Значительную роль в шиитском дискурсе играет также эсхатологическая концепция, тесно связанная с именем двенадцатого Имама Мухаммеда аль-Махди. Согласно шиитским источникам, предпоследний Имам Хасан аль-Аскари умер в возрасте 28 лет в 874 г. (260 г. х.). Последние годы своей жизни Имам провел в военном лагере Самарра севернее Багдада, охраняемый аббасидской стражей. При этом таинственно исчез его маленький сын Мухаммед ибн аль-Хасан аль-Аскари аль-Махди. Это исчезновение было проинтерпретировано как первое Сокрытие двенадцатого Имама, длившееся в течение 70 лет, во время которого скрытый Имам общался с правоверными через четырех своих представителей или наместников (сафир/наиб/вакиль). Этот период назван «первым Сокрытием» (аль-гайбат аль-ула) или «малым Сокрытием» (аль-гай-бат аль-сугра). Последнему из наибов Али Самарри он письменно дал повеление не назначать себе преемника, так как пришло время Великого Сокрытия (аль-гайбат аль-кубра). Последними словами этого наиба (ум. в 942 г., 329 г. х.) были: «Отныне дела находятся в воле Божьей». С этого времени началось «второе Сокрытие» (аль-гайбат аль-танийа) или «великое Сокрытие» (аль-гайбат аль-кубра). Оно, согласно шиитской богословской доктрине, длится и по сей день и закончится только в конце времен (ахир аль-заман), когда Махди вернется для того, чтобы установить на земле справедливый социально-политический порядок[32].

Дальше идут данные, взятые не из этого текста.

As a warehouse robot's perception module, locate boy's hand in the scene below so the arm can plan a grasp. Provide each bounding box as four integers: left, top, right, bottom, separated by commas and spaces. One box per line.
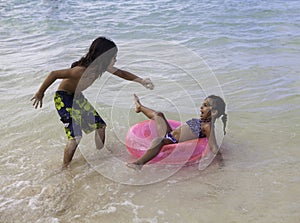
30, 93, 44, 109
141, 78, 154, 90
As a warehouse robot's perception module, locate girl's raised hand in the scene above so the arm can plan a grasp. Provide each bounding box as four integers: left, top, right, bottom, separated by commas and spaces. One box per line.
142, 78, 154, 90
30, 93, 44, 109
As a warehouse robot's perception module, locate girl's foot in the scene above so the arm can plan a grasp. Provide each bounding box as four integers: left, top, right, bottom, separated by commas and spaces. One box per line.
133, 94, 142, 113
126, 163, 143, 171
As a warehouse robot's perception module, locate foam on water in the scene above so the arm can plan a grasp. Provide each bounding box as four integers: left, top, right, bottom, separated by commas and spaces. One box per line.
0, 0, 300, 223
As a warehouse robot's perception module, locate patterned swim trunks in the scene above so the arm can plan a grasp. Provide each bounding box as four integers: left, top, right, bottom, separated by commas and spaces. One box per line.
54, 91, 106, 139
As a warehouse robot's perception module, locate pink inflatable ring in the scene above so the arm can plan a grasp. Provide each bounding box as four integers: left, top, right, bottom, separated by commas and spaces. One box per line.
126, 120, 208, 164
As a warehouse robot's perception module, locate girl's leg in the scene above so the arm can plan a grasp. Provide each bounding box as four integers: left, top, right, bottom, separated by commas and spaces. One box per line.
63, 139, 78, 167
128, 137, 172, 169
134, 94, 172, 138
95, 127, 105, 150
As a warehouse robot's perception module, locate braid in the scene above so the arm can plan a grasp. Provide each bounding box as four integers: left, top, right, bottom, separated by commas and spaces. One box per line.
207, 95, 227, 135
222, 113, 227, 135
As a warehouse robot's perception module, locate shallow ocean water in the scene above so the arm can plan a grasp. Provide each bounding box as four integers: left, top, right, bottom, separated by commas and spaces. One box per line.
0, 0, 300, 223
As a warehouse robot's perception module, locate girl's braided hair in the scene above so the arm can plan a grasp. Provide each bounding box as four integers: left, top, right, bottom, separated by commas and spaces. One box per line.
207, 95, 227, 135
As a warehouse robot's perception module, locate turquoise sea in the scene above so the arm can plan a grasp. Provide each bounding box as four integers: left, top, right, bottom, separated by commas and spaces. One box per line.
0, 0, 300, 223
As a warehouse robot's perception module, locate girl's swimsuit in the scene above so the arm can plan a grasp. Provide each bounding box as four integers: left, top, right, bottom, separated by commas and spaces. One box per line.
165, 118, 206, 143
186, 118, 206, 138
54, 91, 106, 139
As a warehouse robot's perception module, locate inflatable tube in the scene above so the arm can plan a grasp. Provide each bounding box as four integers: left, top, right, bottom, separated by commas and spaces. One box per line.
125, 120, 208, 164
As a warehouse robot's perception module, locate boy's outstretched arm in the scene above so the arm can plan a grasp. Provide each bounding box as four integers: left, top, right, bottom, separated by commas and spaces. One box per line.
107, 67, 154, 90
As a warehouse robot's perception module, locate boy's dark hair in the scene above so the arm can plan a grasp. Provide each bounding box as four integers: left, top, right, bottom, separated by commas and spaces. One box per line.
207, 95, 227, 135
71, 36, 118, 73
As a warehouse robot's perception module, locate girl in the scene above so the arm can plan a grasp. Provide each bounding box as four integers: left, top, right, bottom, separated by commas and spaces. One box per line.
31, 37, 154, 167
127, 95, 227, 170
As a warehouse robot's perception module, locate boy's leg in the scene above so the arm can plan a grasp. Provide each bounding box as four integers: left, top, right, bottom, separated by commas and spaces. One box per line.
95, 126, 105, 150
63, 139, 78, 167
134, 94, 172, 138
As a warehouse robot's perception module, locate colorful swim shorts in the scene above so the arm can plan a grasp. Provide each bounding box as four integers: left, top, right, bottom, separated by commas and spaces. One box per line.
54, 91, 106, 139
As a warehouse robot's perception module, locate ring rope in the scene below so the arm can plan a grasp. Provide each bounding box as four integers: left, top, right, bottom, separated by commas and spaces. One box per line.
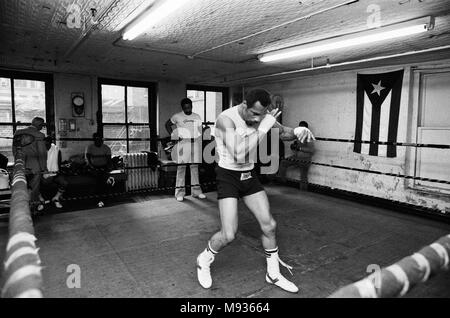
329, 235, 450, 298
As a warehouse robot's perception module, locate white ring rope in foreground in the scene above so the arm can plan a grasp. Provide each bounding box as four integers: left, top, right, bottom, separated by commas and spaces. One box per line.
5, 246, 41, 271
6, 232, 37, 252
16, 288, 44, 298
354, 278, 378, 298
386, 264, 409, 296
11, 176, 27, 186
430, 243, 448, 269
411, 253, 431, 283
2, 265, 42, 297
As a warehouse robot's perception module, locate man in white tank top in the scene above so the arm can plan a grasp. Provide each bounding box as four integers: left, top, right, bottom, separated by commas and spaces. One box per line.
166, 98, 206, 202
197, 89, 314, 293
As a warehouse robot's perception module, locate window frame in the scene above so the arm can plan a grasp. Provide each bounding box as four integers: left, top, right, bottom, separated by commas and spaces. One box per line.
97, 78, 157, 153
0, 69, 55, 137
186, 84, 229, 120
405, 65, 450, 197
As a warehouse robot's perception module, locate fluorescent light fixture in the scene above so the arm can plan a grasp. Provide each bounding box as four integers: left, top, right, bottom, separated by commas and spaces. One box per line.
258, 17, 431, 62
114, 0, 155, 31
122, 0, 189, 40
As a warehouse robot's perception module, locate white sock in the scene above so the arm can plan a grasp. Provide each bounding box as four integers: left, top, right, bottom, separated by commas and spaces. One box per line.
202, 242, 218, 259
265, 247, 280, 278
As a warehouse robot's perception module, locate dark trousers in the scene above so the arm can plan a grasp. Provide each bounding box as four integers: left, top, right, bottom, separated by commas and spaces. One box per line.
26, 172, 42, 204
278, 156, 311, 190
41, 174, 69, 193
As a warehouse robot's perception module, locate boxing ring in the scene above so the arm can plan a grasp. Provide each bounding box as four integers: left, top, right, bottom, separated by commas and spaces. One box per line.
1, 134, 450, 298
1, 148, 43, 298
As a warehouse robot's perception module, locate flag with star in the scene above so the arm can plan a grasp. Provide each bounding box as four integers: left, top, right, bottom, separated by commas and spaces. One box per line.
353, 70, 403, 158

В то же время целый ряд источников, по мнению шиитских богословов, еще до рождения двенадцатого Имама указывал на то, что именно он предназначен к миссии Махди. Существует хадис Пророка, зафиксированный у Ибн Ханбаля (ум. 855) и аль-Бухари (ум. 870): «После меня будут двенадцать наместников, и все они будут происходить из племени Курайшитов»[33]. Кроме того, можно привести большое количество хадисов Пророка, присутствующих в шиитской традиции, прямо или косвенно свидетельствующих о неизбежности явления Махди, великого воскресителя и избавителя. Необходимо отметить, что эти хадисы имеют твердое основание в одном из аятов Корана: «И написали мы уже в псалтыри после напоминания, что землю наследуют рабы мои праведные» (21.105). Приведем некоторые из них[34].

1. Пророк указал на Али и его сыновей Хасана и Хусейна и сказал: «Мой брат, который вот здесь — лучший исполнитель моего завещания, и мои племянники, которые вот здесь — самые совершенные люди. Скоро Господь Всевышний выведет из дома Хусейна вождей общины правоверных и Махди будет из нашего дома». Гаффари спросил: «О, Пророк Аллаха, каково будет число этих Имамов?». Он ответил: «Такое же, как и число колен Израилевых».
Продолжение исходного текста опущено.